Kann jemand abschätzen, ob das auf einem PIII 500 performant läuft, bzw. wieviel CPU-Last bei der Arbeit entsteht?

Danke,

barthi

----------

## Keruskerfuerst

Ich habe ein wenig Erfahrung mit Softwareraid 0 und 1.

Da lag die Auslastung des Prozessors bei Schreib- und Lesezugriffen bei ~15% bei einem PII 233Mhz.

Ich würde bei Raid 5 auf ungefähr 20% Prozessorlast schätzen.Last edited by Keruskerfuerst on Sat Jan 27, 2007 8:10 pm; edited 1 time in total

----------

## andix

Ich denke dass ein RAID5 bei den Computer kein Problem ist. Es könnte Dir aber  passieren dass das RAID 20-40% der Prozessorleistung braucht. Allerdings tritt das nur auf wenn du die volle Geschwindigkeit benötigst. Wenn du den Computer hauptsächlich als Fileserver über Fast Ethernet einsetzt sind keine höheren Übertragungsraten als 12,5 MB/sec möglich, und das sollte Dein Pentium 2 auf alle fälle Schaffen.

Ich glaube Geschwindigkeitseinbußen hast Du nur bei Anwendungen zu erwarten die IO- und CPU-Intensiv sind, also zb entpacken einer .tar.gz

Ich hoffe meine Annahmen gehen dieses Mal nicht zu weit  :Wink: 

----------

## barthi

Ok, danke schon mal!

Und wie sieht das ganze in einem 1000mBit-Lan aus?
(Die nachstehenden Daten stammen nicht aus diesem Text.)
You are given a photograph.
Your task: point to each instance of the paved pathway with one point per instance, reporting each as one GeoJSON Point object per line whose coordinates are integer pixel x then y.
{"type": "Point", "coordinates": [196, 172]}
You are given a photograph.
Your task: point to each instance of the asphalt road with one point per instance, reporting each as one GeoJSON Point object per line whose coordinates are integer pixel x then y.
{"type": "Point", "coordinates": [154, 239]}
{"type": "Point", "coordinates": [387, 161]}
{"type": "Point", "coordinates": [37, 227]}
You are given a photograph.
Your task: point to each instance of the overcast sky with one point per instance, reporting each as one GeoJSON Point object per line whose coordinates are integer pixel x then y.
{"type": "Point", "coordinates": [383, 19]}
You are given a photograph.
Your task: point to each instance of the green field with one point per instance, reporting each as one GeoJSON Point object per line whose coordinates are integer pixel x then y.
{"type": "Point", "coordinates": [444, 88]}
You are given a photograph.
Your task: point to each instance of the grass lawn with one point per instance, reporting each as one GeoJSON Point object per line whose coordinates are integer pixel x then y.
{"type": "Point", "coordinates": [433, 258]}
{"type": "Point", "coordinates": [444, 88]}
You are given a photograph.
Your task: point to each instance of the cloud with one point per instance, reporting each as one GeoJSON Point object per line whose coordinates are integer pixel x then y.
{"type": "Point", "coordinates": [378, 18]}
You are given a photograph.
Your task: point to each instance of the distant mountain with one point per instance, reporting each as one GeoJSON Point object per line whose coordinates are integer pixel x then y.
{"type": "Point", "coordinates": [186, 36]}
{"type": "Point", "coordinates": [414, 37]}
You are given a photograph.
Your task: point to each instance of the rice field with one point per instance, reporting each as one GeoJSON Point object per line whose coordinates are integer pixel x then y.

Lohnt sich das überhaupt oder ist der PC dann am Limit?

Außerdem bräuchte ich noch eine Empfehlung für einen guten Controller.

Ach ja, und dann wäre noch die Frage ob SATA, SATA II oder IDE.
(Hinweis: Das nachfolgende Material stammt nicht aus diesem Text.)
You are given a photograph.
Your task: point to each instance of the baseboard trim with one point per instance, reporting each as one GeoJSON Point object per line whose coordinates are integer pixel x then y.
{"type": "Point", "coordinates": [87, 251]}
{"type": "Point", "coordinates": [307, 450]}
Vielleicht habt ihr ja noch ein paar Tipps.

Schönen Abend noch,

barthi

----------

## Keruskerfuerst

Es gibt aktive Netzwerkkarten. Diese erzeugen eine minimale Prozessorlast.

 *Quote:*   

> Ach ja, und dann wäre noch die Frage ob SATA, SATA II oder IDE. 

 

Am besten gleich SATA II.

----------

## think4urs11

 *barthi wrote:*   

> ch würde gerne in meinem Server ein Software-RAID 5 einrichten mit 4x250GB

  *barthi wrote:*   

> Kann jemand abschätzen, ob das auf einem PIII 500 performant läuft

  *barthi wrote:*   

> Und wie sieht das ganze in einem 1000mBit-Lan aus?

 

 *Keruskerfuerst wrote:*   

> Am besten gleich SATA II.

 

Na wir wollen die Kirche doch mal im Dorf lassen...
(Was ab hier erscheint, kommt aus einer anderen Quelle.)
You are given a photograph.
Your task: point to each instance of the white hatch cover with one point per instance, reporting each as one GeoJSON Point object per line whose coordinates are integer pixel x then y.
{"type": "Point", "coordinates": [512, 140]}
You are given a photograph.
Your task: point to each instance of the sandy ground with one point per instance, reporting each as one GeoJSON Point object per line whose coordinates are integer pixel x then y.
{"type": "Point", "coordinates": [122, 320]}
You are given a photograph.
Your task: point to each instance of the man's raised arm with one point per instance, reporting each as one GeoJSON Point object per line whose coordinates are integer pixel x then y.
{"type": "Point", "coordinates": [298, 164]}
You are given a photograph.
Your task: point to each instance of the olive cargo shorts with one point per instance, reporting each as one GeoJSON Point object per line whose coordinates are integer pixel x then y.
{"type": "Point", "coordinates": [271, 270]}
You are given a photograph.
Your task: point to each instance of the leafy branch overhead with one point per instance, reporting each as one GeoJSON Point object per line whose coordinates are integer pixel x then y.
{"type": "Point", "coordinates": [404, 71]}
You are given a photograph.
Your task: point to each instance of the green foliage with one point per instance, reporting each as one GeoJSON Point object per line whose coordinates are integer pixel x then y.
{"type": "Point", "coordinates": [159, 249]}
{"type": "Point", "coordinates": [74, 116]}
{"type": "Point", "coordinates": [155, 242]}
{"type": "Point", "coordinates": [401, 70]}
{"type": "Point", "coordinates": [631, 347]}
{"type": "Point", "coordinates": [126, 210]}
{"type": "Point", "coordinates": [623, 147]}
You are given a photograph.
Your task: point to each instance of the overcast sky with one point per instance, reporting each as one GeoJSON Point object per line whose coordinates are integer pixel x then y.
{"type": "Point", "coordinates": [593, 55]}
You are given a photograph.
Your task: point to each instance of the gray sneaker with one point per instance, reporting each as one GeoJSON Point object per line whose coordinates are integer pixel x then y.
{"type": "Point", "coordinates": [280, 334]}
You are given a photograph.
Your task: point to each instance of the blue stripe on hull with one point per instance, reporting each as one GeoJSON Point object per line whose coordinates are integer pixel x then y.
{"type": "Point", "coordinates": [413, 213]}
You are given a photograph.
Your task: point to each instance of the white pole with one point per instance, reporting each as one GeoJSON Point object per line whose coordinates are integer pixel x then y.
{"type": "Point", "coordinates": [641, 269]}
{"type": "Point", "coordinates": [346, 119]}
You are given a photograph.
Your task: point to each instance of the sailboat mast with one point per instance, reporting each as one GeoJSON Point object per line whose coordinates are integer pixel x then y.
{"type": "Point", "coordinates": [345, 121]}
Ein PIII-500 ist mit Gigabit-LAN und SATA-II als Raid-5 dann doch ein kleines bischen underpowered.

Die alten Boards bringen i.d.R. bestenfalls ~250Mbit übers Netz und das auch nur dann wenn nicht zur gleichen Zeit die Platten Daten über den PCI-Bus schaufeln... ggf. behebt sich letzteres aber dadurch das man alle Platten an einem PCI-Controller anhängt dann sollten die Daten nicht über den PCI müssen

----------

## barthi

Auf der anderen Seite könnte ich mir natürlich auch einfach ein neues Board mit CPU und Speicher holen.

Da gibt's ja dann auch welche, die können SATA-Raid 5 und haben gigabit-LAN.

Was haltet ihr von nem Sempron oder Athlon 64. Oder denkt ihr Intel ist besser.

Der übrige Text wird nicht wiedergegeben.